Утоли моя печали (Копелев) - страница 120

Надя старалась бодриться, улыбаться. Милое усталое лицо. Печальные глаза. Опущенные плечи. Вымученные улыбки.

Они рассказывали о девочках: какие отметки, что читают. Собираются в пионерлагерь. Отец в командировке. Передавали приветы от родственников, от друзей. Тот болен, эта вышла замуж.

— Кончайте. Уже лишних пять минут.

Обнимаю их. Вертухай ворчит, но не слишком ревностно:

— Сказано же было — нельзя. Нарушаете. Хотите, чтоб опять лишили свидания.

На обратном пути в воронке, жуя мамины коржики, я старался думать только о завтрашней работе…

* * *

Летом и осенью 1951 года зачастили оптимистические «параши».

Сулили амнистию либо к 50-летию партии — то есть к 1953 году, либо еще раньше, как только заключат мир с Германией и Японией. И уж во всяком случае к 75-летию Сталина в 1954 году. Но я уже не позволял себе ни мечтать, ни надеяться. Понимал, что буду сидеть «до звонка». А потом в лучшем случае останусь здесь же вольнонаемным, строго засекреченным, то есть по сути крепостным. Но зато буду жить дома с Надей, с дочками. Может быть, нам дадут жилье поближе к шарашке и побольше, чем наша 18-метровая комната — вшестером с моими родителями.

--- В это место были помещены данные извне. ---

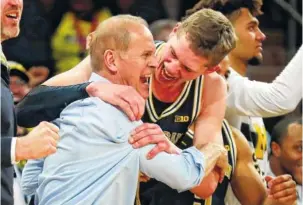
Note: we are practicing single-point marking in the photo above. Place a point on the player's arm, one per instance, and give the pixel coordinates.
(254, 98)
(246, 177)
(182, 171)
(30, 174)
(208, 127)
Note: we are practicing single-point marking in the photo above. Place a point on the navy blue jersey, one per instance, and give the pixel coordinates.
(175, 120)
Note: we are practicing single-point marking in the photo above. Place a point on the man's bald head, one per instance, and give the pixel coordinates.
(114, 33)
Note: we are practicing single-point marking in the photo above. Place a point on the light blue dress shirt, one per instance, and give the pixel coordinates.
(95, 164)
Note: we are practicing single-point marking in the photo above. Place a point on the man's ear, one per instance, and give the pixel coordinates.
(109, 61)
(275, 149)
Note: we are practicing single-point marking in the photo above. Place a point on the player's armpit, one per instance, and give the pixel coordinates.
(77, 75)
(246, 176)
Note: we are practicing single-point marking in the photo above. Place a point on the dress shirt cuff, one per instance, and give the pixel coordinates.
(13, 150)
(198, 158)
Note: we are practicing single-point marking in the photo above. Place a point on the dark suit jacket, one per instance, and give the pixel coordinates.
(8, 130)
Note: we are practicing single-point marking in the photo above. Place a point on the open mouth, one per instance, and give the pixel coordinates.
(166, 75)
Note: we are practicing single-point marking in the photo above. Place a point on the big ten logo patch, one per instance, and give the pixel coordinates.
(173, 136)
(179, 118)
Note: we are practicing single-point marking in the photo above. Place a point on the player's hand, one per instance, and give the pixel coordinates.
(124, 97)
(143, 177)
(40, 142)
(282, 189)
(224, 66)
(149, 133)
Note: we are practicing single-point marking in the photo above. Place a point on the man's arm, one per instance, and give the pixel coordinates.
(45, 103)
(182, 171)
(254, 98)
(30, 174)
(245, 175)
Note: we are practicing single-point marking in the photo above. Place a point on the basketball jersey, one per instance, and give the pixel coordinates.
(175, 120)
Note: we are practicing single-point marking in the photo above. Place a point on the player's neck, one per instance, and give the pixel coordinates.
(275, 166)
(238, 65)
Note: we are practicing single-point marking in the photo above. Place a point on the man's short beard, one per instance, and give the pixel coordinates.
(254, 61)
(6, 34)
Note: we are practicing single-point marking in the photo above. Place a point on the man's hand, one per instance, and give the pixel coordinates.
(149, 133)
(124, 97)
(38, 74)
(215, 158)
(282, 189)
(40, 142)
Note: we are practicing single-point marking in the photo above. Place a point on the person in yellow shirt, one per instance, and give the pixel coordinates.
(69, 40)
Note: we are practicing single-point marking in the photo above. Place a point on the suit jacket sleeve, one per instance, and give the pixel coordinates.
(45, 103)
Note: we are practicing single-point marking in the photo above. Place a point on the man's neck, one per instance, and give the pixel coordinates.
(238, 65)
(275, 166)
(166, 94)
(112, 78)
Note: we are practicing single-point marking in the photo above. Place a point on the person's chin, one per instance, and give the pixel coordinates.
(256, 60)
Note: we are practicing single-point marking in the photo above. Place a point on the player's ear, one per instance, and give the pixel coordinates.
(275, 149)
(109, 59)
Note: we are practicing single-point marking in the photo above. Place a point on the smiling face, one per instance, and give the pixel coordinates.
(11, 11)
(178, 63)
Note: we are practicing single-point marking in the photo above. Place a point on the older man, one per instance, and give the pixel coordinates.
(95, 162)
(38, 143)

И конечно, буду ходить в театры, на концерты, в музеи… Когда получу отпуск, поеду в Ленинград, пройду по набережным Невы, Фонтанки, по залам Эрмитажа. Или в Киев, — выйду на Владимирскую горку… А в следующий отпуск поеду в Крым купаться в море, а может быть, наконец, и Кавказ увижу; раньше бывал только в Ессентуках и в Кисловодске, откуда в ясную погоду смотрел на сахарно-белые колпачки Эльбруса…

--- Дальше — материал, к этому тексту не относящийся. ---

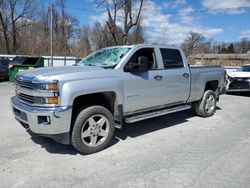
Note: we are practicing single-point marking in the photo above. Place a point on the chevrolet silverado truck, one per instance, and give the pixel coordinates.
(81, 105)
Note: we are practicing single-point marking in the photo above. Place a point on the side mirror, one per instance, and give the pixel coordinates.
(141, 66)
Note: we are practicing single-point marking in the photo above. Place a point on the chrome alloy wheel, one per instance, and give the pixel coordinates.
(210, 104)
(95, 130)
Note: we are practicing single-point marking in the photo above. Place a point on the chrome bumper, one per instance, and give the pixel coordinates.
(44, 121)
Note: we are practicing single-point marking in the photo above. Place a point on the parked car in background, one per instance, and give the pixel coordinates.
(239, 80)
(4, 68)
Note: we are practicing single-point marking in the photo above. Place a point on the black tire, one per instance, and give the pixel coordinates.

Такими были самые заветные, самые дерзновенные мечты.

Утешал я себя, читая стоиков, китайских и японских мудрецов. Тогда я ничего толком не знал об экзистенциализме. В журналах и газетах писали, что эта новейшая реакционная полуфашистская философия отрицает классовую борьбу, старается «подменять политику этикой», и Фадеев назвал экзистенциалиста Сартра «гиена с пишущей машинкой».

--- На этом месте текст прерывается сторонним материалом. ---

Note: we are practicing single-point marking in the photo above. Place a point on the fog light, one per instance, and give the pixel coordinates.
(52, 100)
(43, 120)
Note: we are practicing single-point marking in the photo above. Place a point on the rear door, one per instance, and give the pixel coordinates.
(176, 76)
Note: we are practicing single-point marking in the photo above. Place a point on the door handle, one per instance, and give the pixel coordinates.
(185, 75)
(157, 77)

Но десять лет спустя, подобно Журдену, который внезапно узнал, что всю жизнь говорил прозой, я обнаружил, что в тюрьме стал «стихийным экзистенциалистом». Хотя тогда я хотел быть последовательным учеником Маркса, Энгельса, Ленина, Сталина. Даже его полуграмотные рассуждения об языковедении не поколебали моего доверия. Более того, я убедил себя, что, дилетантски повторяя некоторые азбучные истины лингвистики, грубо понося Марра, но утверждая бесклассовость-надклассовость языка, Сталин тем самым открывает новые пути для нового движения к творческому развитию марксизма-ленинизма. Его уже не будет стеснять упрощенно-социологизирующий классовый подход. И другим и себе я доказывал, что эти на первый взгляд случайные, примитивные, в иных частностях даже неправильные высказывания Сталина о языке позволяют по-новому, объективно исследовать историю нации и современные национальные проблемы, которые после войны оказались нежданно-негаданно такими сложными. И явно противоречат всем нашим былым классовым, диалектико-материалистическим представлениям.